Après que nous ayons tous approuvé, Noah et moi partons en direction du bureau de Christophe, tandis que les filles se dirigent vers le terrain.
— J'ai hâte de partir ! Je commence à n'en plus pouvoir de rester enfermé, se plaint-il alors que nous descendons les escaliers.
— C'est vrai que ça devient pensant. Tu serais venu, si tu avais su que tout serait comme ça ? risqué-je.
Le brun réfléchit un instant.
— Honnêtement, je ne sais pas. Surtout que j'étais bien, dans ma famille.
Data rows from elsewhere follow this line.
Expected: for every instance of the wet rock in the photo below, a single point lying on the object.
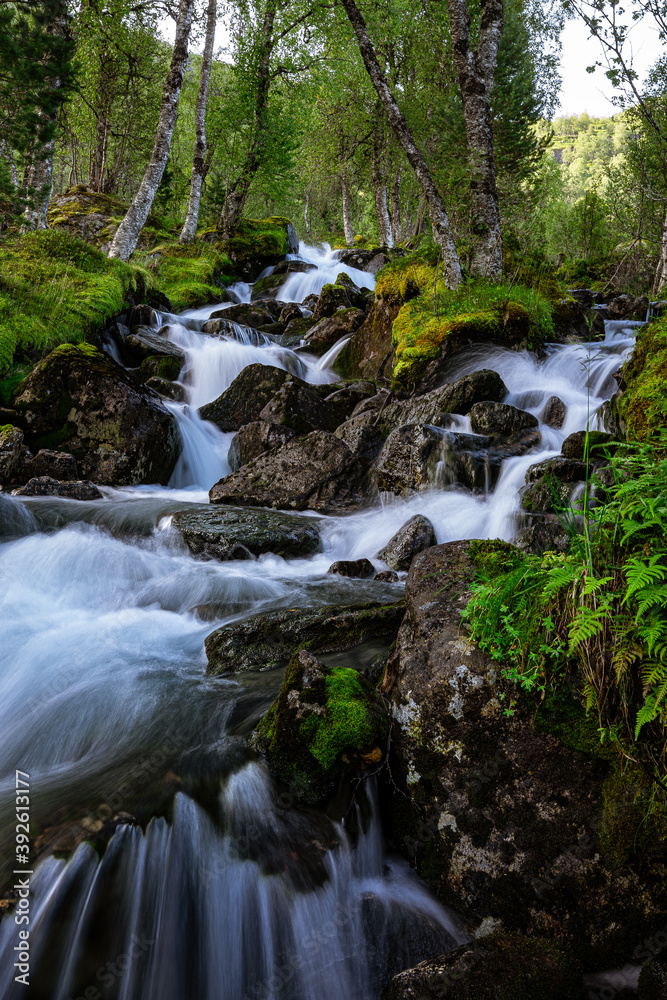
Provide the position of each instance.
(573, 446)
(500, 419)
(413, 537)
(321, 337)
(293, 267)
(255, 315)
(509, 825)
(270, 640)
(498, 967)
(55, 464)
(218, 533)
(11, 441)
(254, 439)
(325, 723)
(44, 486)
(554, 412)
(408, 459)
(317, 472)
(167, 389)
(362, 568)
(295, 406)
(144, 343)
(462, 395)
(79, 400)
(566, 470)
(362, 437)
(161, 367)
(244, 400)
(369, 353)
(544, 536)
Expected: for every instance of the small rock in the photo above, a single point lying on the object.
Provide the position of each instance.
(554, 412)
(362, 568)
(416, 535)
(58, 465)
(44, 486)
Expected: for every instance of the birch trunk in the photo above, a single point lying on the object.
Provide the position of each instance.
(475, 70)
(127, 235)
(442, 232)
(347, 219)
(199, 160)
(239, 188)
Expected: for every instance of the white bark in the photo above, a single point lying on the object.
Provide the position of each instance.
(442, 232)
(125, 240)
(347, 218)
(199, 161)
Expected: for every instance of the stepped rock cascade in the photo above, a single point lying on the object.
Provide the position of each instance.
(211, 882)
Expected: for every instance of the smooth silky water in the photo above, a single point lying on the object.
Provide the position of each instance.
(226, 890)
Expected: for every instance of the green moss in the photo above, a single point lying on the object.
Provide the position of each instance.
(55, 288)
(643, 405)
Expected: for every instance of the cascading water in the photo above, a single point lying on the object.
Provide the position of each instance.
(227, 890)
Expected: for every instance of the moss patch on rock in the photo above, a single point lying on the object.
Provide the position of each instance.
(325, 722)
(642, 407)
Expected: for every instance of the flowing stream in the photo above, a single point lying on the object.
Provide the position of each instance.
(224, 888)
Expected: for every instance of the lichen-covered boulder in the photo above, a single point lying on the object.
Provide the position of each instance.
(413, 537)
(325, 723)
(79, 400)
(316, 472)
(271, 640)
(253, 439)
(244, 400)
(223, 533)
(329, 331)
(408, 460)
(11, 441)
(498, 967)
(500, 419)
(514, 813)
(45, 486)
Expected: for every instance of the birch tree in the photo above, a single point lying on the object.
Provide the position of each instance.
(199, 163)
(442, 232)
(475, 70)
(125, 241)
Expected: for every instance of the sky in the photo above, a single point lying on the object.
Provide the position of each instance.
(591, 92)
(581, 91)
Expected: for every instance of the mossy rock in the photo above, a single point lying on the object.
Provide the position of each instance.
(325, 723)
(642, 407)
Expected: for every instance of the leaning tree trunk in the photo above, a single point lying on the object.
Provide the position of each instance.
(380, 187)
(475, 70)
(442, 232)
(127, 235)
(347, 218)
(239, 188)
(199, 161)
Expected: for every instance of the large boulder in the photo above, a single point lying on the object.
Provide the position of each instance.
(253, 439)
(271, 640)
(413, 537)
(515, 814)
(80, 401)
(329, 331)
(317, 472)
(245, 398)
(325, 723)
(408, 461)
(498, 967)
(231, 533)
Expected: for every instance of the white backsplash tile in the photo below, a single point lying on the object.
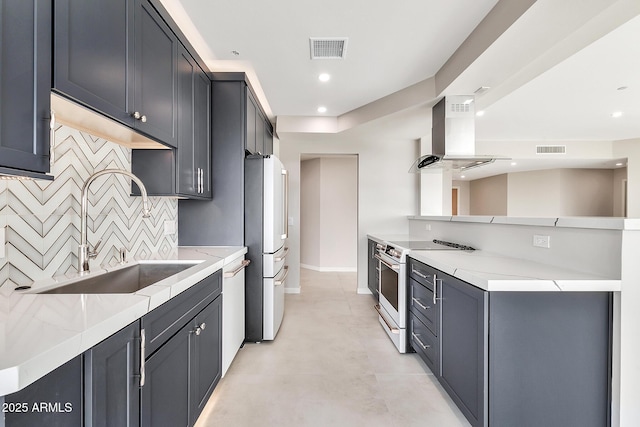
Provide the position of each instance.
(42, 218)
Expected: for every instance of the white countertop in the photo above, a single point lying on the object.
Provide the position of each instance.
(607, 223)
(40, 332)
(493, 272)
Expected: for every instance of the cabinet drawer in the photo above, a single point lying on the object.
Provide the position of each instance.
(421, 273)
(421, 304)
(163, 322)
(424, 343)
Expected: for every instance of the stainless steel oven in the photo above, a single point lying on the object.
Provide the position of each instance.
(392, 293)
(392, 284)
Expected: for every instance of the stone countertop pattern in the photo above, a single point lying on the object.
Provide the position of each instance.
(40, 332)
(492, 272)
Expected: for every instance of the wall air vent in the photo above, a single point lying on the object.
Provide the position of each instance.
(328, 47)
(551, 149)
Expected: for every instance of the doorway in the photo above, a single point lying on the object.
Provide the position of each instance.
(455, 200)
(329, 212)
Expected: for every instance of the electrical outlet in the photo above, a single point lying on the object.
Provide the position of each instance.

Parfois, vouloir aider les autres nous amène à prendre les mauvaises décisions.
Si j'affiche un air compatissant, je jubile à l'intérieur de moi. Enfin un qui n'est pas totalement attaché aux Phénix, qui pourrait ne pas trop m'en vouloir ! Je suis presque convaincue que si je lui disais tout... Non. Je ne risquerai pas de ruiner nos plans. Mais, si jamais cela devient une nécessité, je garde en tête ce qui vient d'être dit.
— Je comprends. Mais, peut-être qu'il fallait que tu sois là, justement pour savoir tout ça.
— Peut-être...
— Tu es fort, Noah. Tu les reverras, ne t'en fais pas, asséné-je.
— J'en doute de plus en plus. Je n'ai jamais vu personne partir avant Sky et son frère. Et je ne suis pas sûr qu'ils soient dans les bonnes grâces des Phénix, ajoute-t-il.
Je lui prends la main et la serre fort, décidée. J'inspire un bon coup, puis me décide à parler.
— Je t'aiderai à les revoir. J'en fais la promesse.